Russia has no discernible interest in damaging the ZNPP. The plant is under its full control and provides useful electricity to areas under Russian control as well as to the Ukrainian side:

In fields near Enerhodar, long lines of cars carrying fleeing civilians formed on Saturday, according to social media posts and another former engineer at the plant who has remained in touch with local residents.“Locals are abandoning the town,” said the former engineer, who asked to be identified by only his first name, Oleksiy, because of security concerns. Residents had been leaving for weeks, but the pace picked up after Saturday’s barrages and fires, he said.

Ukrainian employees are not fleeing but sending their families away, said Oleksiy, who left in June. Enerhodar was built for plant employees in the Soviet period and had a prewar population of about 50,000.

That alleged flight (observed by someone who isn’t even there?) is also picked up in another recent NYT piece:

‘They are shooting day and night’: Civilians flee the contested region around a nuclear power complex.

ZAPORIZHZHIA, Ukraine — Increasingly frequent explosions near a vast nuclear complex in southern Ukraine and the shelling of a nearby town where many of the complex’s workers reside have accelerated a civilian exodus from the area.About a thousand cars were backed up at a crossing point over the front line between Russian-controlled and Ukrainian-controlled territory, according to people interviewed on the Ukrainian side Sunday morning.

The flow of people fleeing picked up over the past week as explosions near the Zaporizhzhia Nuclear Power Plant became more frequent, Dmytro Orlov, the exiled mayor of the town of Enerhodar, said in an interview. He said that Russian troops were firing grad rocket artillery from the town’s outskirts.

Russia has continued to blame the shelling on Ukrainian forces; Ukraine has said Russia is shelling territory Russia itself controls in a bid to discredit the Ukrainian Army.

The piece comes with three pictures.

The caption to the above picture says:

Natalia Lytvenenko decided it was time to leave Blagoveshenko, a Russian-occupied territory nine miles from the Zaporizhzhia Nuclear Power Plant, on Wednesday with three daughters and their grandmother. People have been trying to leave for the past week. David Guttenfelder for The New York Times

What I find curious about that picture is that there is no baggage visible inside the car. ‘That’s in the trunk’, you will say. Sure, but people fleeing from home usually take as much as possible with them – several sets of clothing, jackets, household items, memorabilia, books, duvets etc. The kids for example would take at least some of their toys. Nothing of such is visible here.

The caption to the above picture says:

Civilian cars lined up to try to reach a Ukrainian-controlled crossing into the city of Zaporizhzhia on Sunday. David Guttenfelder for The New York Times

If this is the ‘crossing point over the front line between Russian-controlled and Ukrainian-controlled territory’ described in the piece quoted above, then the picture must have been taken from the Russian controlled side. How did Mr Guttenfelder cross into that area?

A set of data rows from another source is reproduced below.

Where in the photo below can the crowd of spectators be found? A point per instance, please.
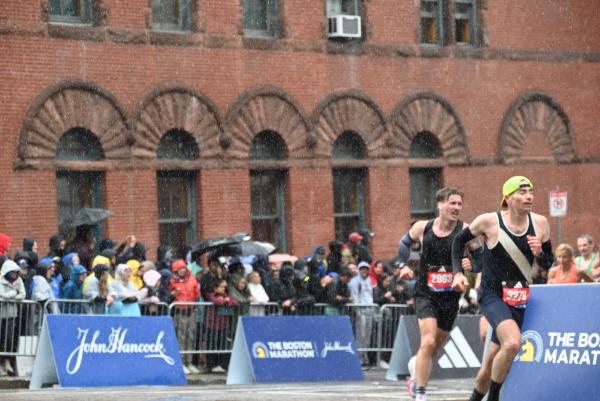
(116, 278)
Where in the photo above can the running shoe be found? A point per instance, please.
(412, 387)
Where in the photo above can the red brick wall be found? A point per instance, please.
(479, 89)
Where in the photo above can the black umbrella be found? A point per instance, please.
(256, 248)
(86, 217)
(227, 244)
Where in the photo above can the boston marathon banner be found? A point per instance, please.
(294, 349)
(560, 346)
(107, 350)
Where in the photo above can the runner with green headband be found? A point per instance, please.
(514, 238)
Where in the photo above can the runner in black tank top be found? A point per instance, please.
(505, 292)
(436, 302)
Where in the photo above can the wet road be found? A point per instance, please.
(375, 388)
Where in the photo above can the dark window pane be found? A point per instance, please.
(349, 146)
(173, 234)
(425, 146)
(78, 11)
(267, 188)
(78, 144)
(176, 207)
(464, 17)
(261, 18)
(430, 22)
(75, 190)
(268, 146)
(171, 14)
(264, 194)
(177, 144)
(265, 230)
(424, 183)
(346, 225)
(173, 197)
(348, 201)
(256, 15)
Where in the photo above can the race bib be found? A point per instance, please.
(439, 281)
(515, 297)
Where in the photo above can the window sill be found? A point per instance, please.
(76, 31)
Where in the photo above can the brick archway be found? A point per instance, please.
(176, 107)
(68, 105)
(535, 111)
(429, 112)
(350, 111)
(266, 109)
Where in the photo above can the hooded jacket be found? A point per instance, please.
(73, 289)
(10, 291)
(188, 287)
(4, 244)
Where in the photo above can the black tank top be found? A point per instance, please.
(499, 267)
(436, 253)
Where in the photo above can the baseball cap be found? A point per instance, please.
(354, 237)
(512, 185)
(363, 265)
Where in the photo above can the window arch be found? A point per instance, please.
(177, 191)
(348, 185)
(267, 189)
(424, 179)
(268, 145)
(349, 146)
(425, 145)
(79, 144)
(177, 144)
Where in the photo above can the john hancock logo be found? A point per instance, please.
(259, 350)
(532, 347)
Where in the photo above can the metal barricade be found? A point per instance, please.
(20, 323)
(155, 309)
(389, 320)
(70, 307)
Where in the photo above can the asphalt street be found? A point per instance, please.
(375, 387)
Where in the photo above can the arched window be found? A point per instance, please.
(267, 190)
(79, 144)
(176, 189)
(424, 181)
(78, 189)
(348, 186)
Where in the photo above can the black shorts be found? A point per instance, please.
(444, 310)
(496, 311)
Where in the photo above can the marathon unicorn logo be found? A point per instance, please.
(259, 350)
(532, 347)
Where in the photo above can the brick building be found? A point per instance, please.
(295, 120)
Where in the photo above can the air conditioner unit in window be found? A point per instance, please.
(344, 26)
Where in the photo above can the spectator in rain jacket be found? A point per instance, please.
(238, 289)
(56, 246)
(218, 322)
(41, 290)
(122, 295)
(318, 254)
(30, 246)
(73, 289)
(164, 257)
(338, 293)
(11, 289)
(95, 286)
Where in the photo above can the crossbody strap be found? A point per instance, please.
(515, 253)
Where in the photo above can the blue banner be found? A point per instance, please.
(114, 350)
(294, 349)
(560, 346)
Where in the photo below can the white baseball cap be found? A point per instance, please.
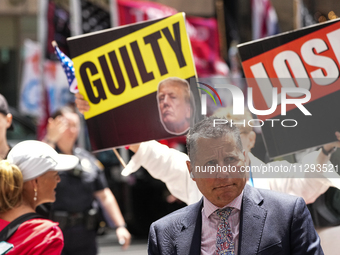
(35, 158)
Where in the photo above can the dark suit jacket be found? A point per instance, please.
(271, 223)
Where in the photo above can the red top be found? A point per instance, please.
(35, 237)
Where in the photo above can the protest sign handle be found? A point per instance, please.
(121, 160)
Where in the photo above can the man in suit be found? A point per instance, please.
(255, 221)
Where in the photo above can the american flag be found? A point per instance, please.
(67, 64)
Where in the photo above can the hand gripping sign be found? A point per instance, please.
(307, 59)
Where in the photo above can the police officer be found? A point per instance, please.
(76, 195)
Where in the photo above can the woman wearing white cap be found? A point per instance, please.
(27, 179)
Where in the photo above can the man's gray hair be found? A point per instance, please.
(206, 129)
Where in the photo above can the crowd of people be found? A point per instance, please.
(227, 213)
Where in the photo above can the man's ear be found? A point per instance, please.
(189, 169)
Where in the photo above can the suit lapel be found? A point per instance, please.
(252, 221)
(188, 240)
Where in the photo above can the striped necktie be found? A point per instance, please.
(224, 237)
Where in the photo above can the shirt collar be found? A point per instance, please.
(210, 208)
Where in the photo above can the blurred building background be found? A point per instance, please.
(26, 23)
(19, 21)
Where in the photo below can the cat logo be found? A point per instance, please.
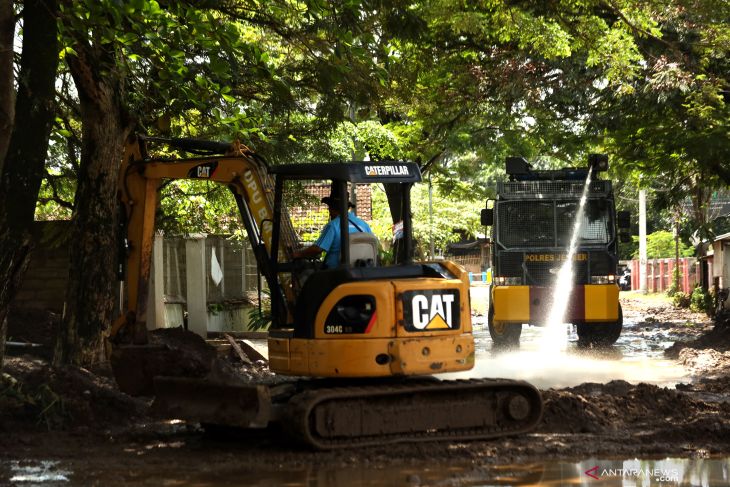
(387, 171)
(431, 310)
(203, 171)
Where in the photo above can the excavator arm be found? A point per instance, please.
(140, 179)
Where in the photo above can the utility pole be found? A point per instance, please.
(642, 241)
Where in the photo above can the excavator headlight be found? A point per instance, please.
(351, 314)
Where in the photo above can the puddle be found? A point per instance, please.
(631, 359)
(591, 472)
(29, 473)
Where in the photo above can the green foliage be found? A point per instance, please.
(259, 317)
(661, 245)
(700, 301)
(41, 400)
(681, 299)
(450, 219)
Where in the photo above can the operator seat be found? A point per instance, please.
(363, 249)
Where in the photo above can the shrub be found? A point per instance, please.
(681, 299)
(700, 301)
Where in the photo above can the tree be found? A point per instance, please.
(22, 169)
(7, 92)
(210, 65)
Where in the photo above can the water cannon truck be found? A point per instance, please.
(532, 220)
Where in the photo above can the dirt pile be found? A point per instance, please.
(618, 406)
(37, 397)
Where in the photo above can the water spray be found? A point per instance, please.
(555, 337)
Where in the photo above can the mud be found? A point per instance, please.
(86, 411)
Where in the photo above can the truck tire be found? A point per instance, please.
(600, 334)
(503, 334)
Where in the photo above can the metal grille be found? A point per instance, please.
(526, 224)
(550, 189)
(550, 224)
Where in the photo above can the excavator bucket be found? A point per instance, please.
(213, 402)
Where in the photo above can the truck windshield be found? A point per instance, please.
(550, 223)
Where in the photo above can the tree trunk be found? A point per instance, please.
(24, 163)
(92, 263)
(7, 92)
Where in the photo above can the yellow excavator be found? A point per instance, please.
(355, 347)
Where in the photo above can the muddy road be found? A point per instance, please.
(602, 407)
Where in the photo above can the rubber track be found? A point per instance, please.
(302, 411)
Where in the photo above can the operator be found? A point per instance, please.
(329, 239)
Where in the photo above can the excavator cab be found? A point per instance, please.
(362, 339)
(366, 320)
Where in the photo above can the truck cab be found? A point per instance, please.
(538, 222)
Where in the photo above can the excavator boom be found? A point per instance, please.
(362, 337)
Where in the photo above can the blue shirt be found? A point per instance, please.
(329, 239)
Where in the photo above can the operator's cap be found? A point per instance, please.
(335, 201)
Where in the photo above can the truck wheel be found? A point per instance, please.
(503, 333)
(600, 334)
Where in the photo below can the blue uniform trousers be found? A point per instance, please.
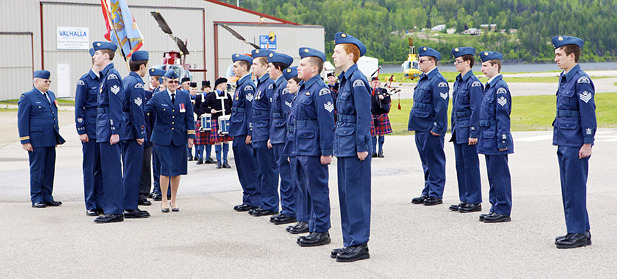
(433, 160)
(42, 169)
(500, 192)
(573, 172)
(354, 186)
(468, 173)
(288, 201)
(113, 190)
(93, 175)
(268, 169)
(132, 157)
(317, 192)
(247, 171)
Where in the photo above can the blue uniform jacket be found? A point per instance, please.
(111, 96)
(261, 109)
(495, 119)
(430, 104)
(466, 101)
(242, 107)
(134, 99)
(37, 119)
(149, 118)
(174, 123)
(575, 122)
(86, 104)
(280, 106)
(314, 119)
(353, 107)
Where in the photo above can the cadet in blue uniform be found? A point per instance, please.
(301, 206)
(352, 146)
(109, 122)
(86, 105)
(495, 140)
(240, 128)
(156, 76)
(134, 133)
(37, 120)
(574, 129)
(278, 63)
(266, 163)
(313, 143)
(466, 100)
(429, 119)
(173, 132)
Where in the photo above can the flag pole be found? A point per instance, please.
(117, 38)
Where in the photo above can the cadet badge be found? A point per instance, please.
(585, 96)
(502, 101)
(329, 106)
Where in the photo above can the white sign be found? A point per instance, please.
(72, 38)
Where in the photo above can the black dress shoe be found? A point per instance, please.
(109, 218)
(39, 205)
(262, 212)
(432, 201)
(470, 207)
(144, 202)
(92, 212)
(482, 216)
(353, 253)
(243, 207)
(301, 227)
(53, 203)
(573, 240)
(136, 213)
(587, 233)
(315, 239)
(497, 218)
(284, 220)
(419, 200)
(335, 252)
(455, 207)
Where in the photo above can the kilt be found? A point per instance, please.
(214, 133)
(172, 159)
(201, 138)
(380, 125)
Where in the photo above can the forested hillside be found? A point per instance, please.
(385, 25)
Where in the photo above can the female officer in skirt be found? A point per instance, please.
(173, 129)
(219, 103)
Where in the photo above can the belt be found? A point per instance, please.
(486, 123)
(568, 113)
(307, 123)
(346, 118)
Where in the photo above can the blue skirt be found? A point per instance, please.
(173, 159)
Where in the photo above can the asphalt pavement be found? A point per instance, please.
(207, 238)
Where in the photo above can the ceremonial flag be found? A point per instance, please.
(121, 26)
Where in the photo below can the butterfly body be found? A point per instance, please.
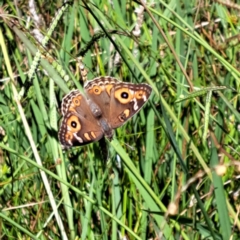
(106, 105)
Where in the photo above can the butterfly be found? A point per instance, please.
(107, 104)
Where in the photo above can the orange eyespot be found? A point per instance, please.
(97, 90)
(73, 124)
(139, 94)
(123, 95)
(77, 101)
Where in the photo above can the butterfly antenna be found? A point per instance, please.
(104, 149)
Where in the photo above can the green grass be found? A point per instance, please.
(161, 179)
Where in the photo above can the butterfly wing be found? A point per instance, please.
(119, 101)
(79, 126)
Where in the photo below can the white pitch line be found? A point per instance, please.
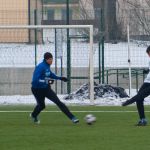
(82, 111)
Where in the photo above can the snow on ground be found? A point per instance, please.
(116, 55)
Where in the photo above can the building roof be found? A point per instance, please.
(60, 1)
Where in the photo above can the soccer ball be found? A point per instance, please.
(90, 119)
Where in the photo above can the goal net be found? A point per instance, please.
(22, 48)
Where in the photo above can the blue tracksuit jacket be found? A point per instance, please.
(41, 74)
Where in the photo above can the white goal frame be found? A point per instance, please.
(91, 53)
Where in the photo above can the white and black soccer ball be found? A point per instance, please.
(90, 119)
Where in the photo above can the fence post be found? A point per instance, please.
(35, 36)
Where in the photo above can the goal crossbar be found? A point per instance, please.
(90, 27)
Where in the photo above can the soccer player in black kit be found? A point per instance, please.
(42, 78)
(143, 92)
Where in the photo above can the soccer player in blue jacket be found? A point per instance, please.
(42, 78)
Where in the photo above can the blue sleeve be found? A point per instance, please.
(54, 76)
(38, 74)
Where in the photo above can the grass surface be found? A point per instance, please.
(112, 131)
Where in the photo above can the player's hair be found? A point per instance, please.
(48, 55)
(148, 49)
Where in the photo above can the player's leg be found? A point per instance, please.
(39, 95)
(140, 108)
(53, 97)
(142, 93)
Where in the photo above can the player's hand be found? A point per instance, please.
(64, 79)
(145, 71)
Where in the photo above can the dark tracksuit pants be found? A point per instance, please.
(143, 92)
(40, 94)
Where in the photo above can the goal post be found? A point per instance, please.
(12, 30)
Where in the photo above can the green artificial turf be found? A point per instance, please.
(112, 130)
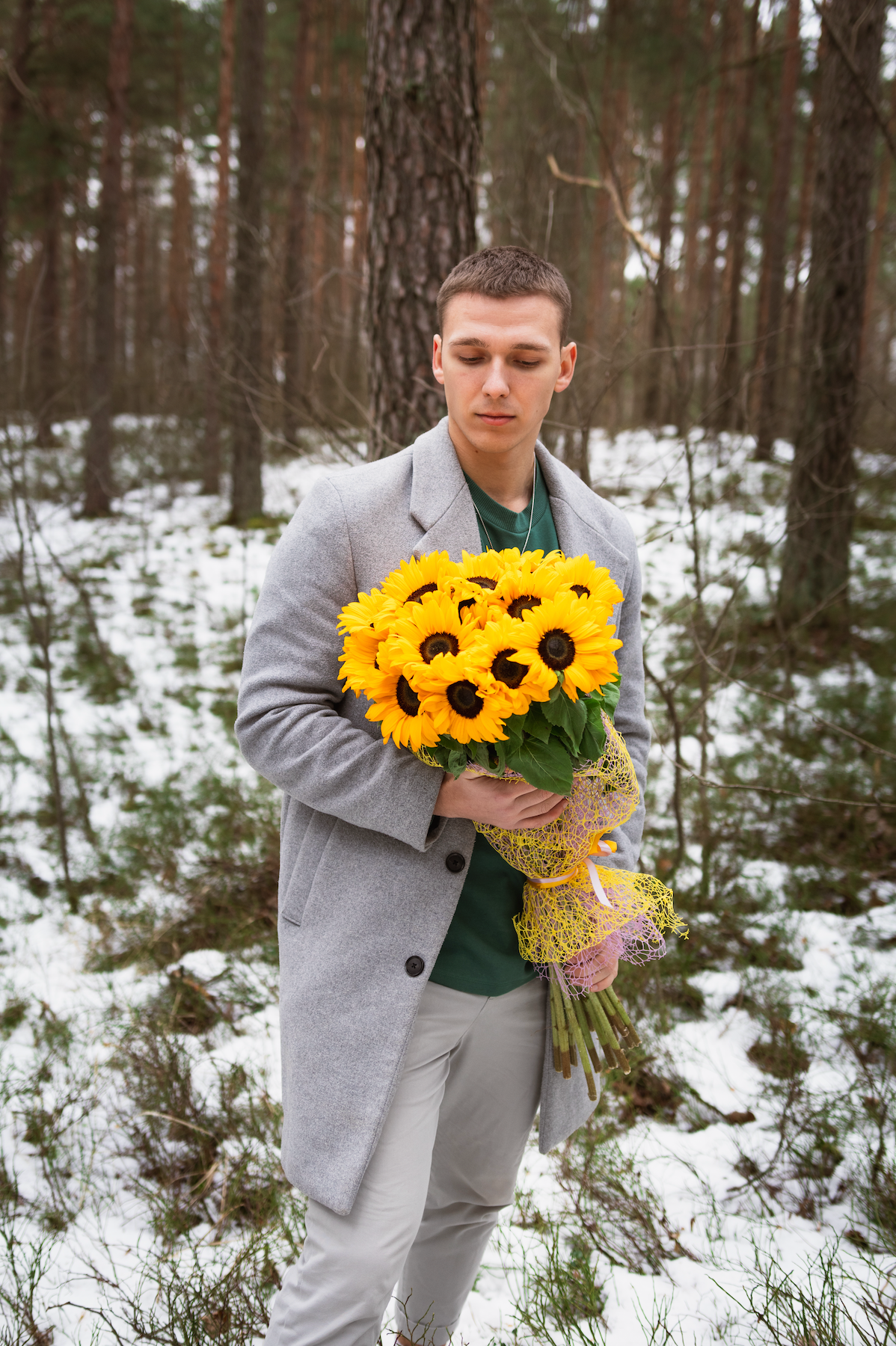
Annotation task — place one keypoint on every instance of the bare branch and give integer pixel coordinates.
(616, 203)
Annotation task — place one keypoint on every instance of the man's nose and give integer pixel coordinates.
(495, 383)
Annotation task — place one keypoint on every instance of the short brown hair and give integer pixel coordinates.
(506, 272)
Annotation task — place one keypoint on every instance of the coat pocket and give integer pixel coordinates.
(295, 895)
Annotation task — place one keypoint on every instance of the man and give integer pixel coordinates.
(416, 1042)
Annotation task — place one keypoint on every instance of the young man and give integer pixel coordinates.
(416, 1042)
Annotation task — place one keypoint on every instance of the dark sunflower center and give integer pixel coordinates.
(405, 696)
(417, 594)
(521, 603)
(441, 642)
(505, 669)
(557, 649)
(464, 699)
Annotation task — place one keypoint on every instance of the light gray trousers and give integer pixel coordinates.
(444, 1166)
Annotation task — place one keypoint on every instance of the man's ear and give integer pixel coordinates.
(567, 366)
(438, 372)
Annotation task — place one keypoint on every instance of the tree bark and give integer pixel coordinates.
(696, 201)
(247, 498)
(725, 412)
(821, 500)
(99, 442)
(218, 251)
(47, 399)
(662, 331)
(179, 252)
(296, 218)
(13, 108)
(423, 146)
(877, 237)
(722, 121)
(776, 242)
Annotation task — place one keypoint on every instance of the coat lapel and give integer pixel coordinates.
(441, 506)
(579, 536)
(441, 501)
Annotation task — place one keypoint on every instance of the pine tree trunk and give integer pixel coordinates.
(696, 200)
(296, 220)
(13, 108)
(725, 411)
(877, 237)
(806, 188)
(821, 501)
(218, 251)
(179, 252)
(47, 400)
(776, 242)
(423, 144)
(662, 329)
(722, 123)
(247, 498)
(99, 442)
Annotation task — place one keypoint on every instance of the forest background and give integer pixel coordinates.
(222, 230)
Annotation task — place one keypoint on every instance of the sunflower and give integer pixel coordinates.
(399, 707)
(432, 626)
(527, 586)
(485, 568)
(567, 639)
(525, 677)
(372, 612)
(360, 659)
(419, 577)
(464, 700)
(580, 575)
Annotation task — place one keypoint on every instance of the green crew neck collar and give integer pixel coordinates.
(506, 520)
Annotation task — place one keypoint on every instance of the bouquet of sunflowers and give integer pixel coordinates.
(505, 664)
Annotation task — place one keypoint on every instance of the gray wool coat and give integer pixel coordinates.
(363, 882)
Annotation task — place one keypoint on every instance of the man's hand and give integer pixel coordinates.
(502, 804)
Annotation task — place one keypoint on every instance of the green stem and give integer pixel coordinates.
(580, 1043)
(561, 1024)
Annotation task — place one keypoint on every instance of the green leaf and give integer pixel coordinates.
(547, 766)
(536, 725)
(594, 740)
(458, 762)
(479, 754)
(567, 715)
(611, 698)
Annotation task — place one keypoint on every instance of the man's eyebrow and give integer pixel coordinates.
(478, 341)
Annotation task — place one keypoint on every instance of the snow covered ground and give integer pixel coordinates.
(170, 597)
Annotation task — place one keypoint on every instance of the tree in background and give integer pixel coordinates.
(821, 506)
(13, 87)
(771, 298)
(99, 444)
(218, 259)
(247, 410)
(423, 144)
(296, 217)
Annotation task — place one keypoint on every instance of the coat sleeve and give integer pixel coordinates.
(630, 718)
(292, 725)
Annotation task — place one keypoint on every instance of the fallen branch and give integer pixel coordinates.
(616, 203)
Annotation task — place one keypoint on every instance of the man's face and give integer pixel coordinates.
(500, 363)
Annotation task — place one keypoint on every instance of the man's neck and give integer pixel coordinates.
(508, 477)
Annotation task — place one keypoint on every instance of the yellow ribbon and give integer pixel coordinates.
(603, 848)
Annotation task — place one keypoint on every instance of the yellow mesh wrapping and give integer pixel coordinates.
(567, 918)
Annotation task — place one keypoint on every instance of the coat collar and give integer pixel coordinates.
(441, 505)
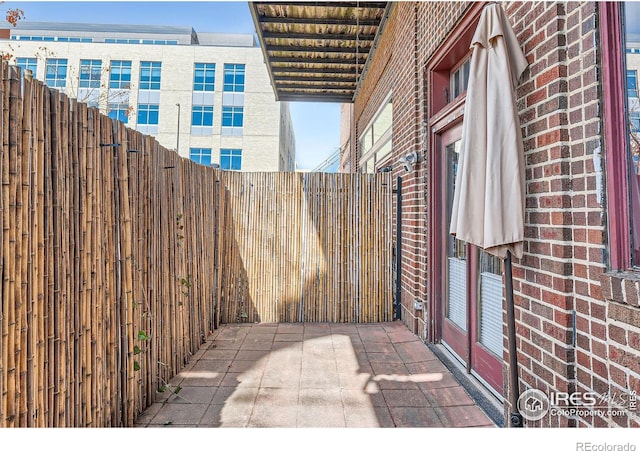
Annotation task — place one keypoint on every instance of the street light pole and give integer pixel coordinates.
(178, 131)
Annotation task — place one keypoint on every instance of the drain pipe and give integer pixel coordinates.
(514, 389)
(397, 308)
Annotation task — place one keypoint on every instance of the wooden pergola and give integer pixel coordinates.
(317, 51)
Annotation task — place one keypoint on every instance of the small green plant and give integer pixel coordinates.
(179, 226)
(186, 284)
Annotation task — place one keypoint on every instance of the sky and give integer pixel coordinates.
(316, 125)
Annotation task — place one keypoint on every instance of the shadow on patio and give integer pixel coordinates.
(314, 375)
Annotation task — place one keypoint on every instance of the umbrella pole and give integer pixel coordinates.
(514, 390)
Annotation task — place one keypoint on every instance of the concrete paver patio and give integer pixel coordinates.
(314, 375)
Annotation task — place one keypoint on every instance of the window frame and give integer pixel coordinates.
(200, 152)
(146, 80)
(119, 82)
(204, 110)
(30, 63)
(122, 114)
(148, 109)
(615, 137)
(234, 113)
(57, 81)
(207, 67)
(233, 155)
(372, 158)
(89, 81)
(231, 70)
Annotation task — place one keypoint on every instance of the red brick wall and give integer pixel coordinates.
(561, 278)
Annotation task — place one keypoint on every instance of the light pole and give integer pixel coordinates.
(178, 131)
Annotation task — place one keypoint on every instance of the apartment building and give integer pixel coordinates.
(206, 95)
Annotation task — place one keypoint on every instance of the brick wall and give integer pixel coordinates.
(560, 283)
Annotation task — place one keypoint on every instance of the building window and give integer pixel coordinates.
(622, 146)
(90, 73)
(632, 83)
(376, 142)
(200, 155)
(56, 73)
(204, 76)
(459, 79)
(202, 115)
(150, 75)
(234, 78)
(634, 121)
(120, 75)
(231, 159)
(119, 111)
(232, 116)
(148, 114)
(27, 63)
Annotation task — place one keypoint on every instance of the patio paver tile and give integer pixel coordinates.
(448, 397)
(405, 398)
(320, 417)
(186, 414)
(463, 416)
(314, 375)
(418, 417)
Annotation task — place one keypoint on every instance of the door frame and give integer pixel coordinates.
(476, 358)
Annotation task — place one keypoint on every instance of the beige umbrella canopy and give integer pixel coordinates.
(488, 202)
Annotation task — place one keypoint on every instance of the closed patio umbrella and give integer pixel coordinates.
(488, 202)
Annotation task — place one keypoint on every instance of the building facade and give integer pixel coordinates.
(207, 95)
(577, 287)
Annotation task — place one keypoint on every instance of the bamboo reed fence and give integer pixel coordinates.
(119, 257)
(307, 247)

But maybe it is a complete different checkpoint somewhere on the city limits of Zaporizhzhia and the people waiting to pass it are coming back from a weekend getaway. Notice again the lack of visible baggage.

Now here is the third and most interesting picture:

The caption to the above picture says:

A Ukrainian couple driving through a checkpoint on the outskirts of the city of Zaporizhzhia on Sunday, toward Russian-controlled territory. Checkpoint authorities said that some Ukrainians were trying to help bring out those seeking to leave the Russian-controlled area. David Guttenfelder for The New York Times

Notice the baggage and household items on the car’s roof. Now that’s what I would call people fleeing form home to live elsewhere. But the caption suggests that these people ‘help bring out those seeking to leave the Russian-controlled area’. Why then did they load up their car with probably everything they had?

The NYT ‘coverage’ of the Ukraine conflict has stopped to make any sense.